Among Australians who used cannabis in the past 12 months, 18-24 year olds were more likely than other age groups to smoke cannabis as a joint. Those aged 30-39 years were more likely to smoke cannabis in a bong or pipe, eat it (e.g., hash cookies), or mix it with tobacco than other age groups.

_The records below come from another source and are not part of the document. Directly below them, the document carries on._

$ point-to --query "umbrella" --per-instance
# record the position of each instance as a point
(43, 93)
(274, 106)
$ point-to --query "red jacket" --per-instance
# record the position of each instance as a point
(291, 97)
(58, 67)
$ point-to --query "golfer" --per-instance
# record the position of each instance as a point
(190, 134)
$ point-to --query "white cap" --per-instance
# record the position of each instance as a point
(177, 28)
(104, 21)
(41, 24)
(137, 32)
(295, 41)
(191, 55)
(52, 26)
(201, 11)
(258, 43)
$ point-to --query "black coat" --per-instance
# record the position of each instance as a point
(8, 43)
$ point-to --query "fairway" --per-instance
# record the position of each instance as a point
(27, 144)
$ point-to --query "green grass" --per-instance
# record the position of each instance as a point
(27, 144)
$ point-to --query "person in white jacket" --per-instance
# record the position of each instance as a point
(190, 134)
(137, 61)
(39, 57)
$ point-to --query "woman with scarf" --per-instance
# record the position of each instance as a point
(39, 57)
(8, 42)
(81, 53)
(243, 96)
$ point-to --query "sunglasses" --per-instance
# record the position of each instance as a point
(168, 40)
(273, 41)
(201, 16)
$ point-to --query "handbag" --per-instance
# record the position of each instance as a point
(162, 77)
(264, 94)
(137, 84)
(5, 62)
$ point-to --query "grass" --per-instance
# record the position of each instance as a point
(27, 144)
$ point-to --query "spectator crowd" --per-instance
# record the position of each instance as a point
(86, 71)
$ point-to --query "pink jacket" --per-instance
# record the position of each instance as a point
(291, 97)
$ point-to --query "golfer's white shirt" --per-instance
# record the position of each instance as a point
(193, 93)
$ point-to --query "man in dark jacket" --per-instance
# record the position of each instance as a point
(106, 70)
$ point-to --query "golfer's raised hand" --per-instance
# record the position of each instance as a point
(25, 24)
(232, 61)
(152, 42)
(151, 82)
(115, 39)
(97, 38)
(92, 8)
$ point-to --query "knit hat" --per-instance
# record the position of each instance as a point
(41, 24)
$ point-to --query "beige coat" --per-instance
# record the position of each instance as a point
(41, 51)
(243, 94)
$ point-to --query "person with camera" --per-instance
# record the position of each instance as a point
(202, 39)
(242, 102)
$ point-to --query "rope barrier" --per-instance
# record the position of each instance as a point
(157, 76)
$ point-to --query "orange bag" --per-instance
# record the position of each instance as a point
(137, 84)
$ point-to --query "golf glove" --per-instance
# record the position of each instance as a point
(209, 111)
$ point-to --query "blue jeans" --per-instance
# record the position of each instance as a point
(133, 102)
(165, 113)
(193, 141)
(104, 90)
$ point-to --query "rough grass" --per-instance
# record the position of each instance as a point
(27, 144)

78% of Australians aged 14-17 years who used cannabis in the past 12 months smoked it as a joint, 76% smoked it in a bong or pipe, 62% mixed it with tobacco, 29% ate it (e.g., hash cookies), and 5%* used it by other methods. 89% of Australians aged 18-24 years who used cannabis in the past 12 months smoked it as a joint, 72% smoked it in a bong or pipe, 60% mixed it with tobacco, 49% ate it (e.g., hash cookies), and 8% used it by other methods. 88% of Australians aged 25-29 years who used cannabis in the past 12 months smoked it as a joint, 68% smoked it in a bong or pipe, 60% mixed it with tobacco, 55% ate it (e.g., hash cookies), and 10% used it by other methods. 86% of Australians aged 30-39 years who used cannabis in the past 12 months smoked it as a joint, 83% smoked it in a bong or pipe, 65% mixed it with tobacco, 58% ate it (e.g., hash cookies), and 9% used it by other methods. 78% of Australians aged 40+ years who used cannabis in the past 12 months smoked it as a joint, 68% smoked it in a bong or pipe, 50% mixed it with tobacco, 43% ate it (e.g., hash cookies), and 6% used it by other methods. * Estimate has a relative standard error of 25% to 50% and should be used with caution.

Source: Australian Institute of Health and Welfare (AIHW). 2013 National Drug Strategy Household Survey (NCETA secondary analysis, 2015).

Please note: Percentages do not tally to 100% as respondents could select more than one response.

* Estimate has a relative standard error of 25% to 50% and should be used with caution.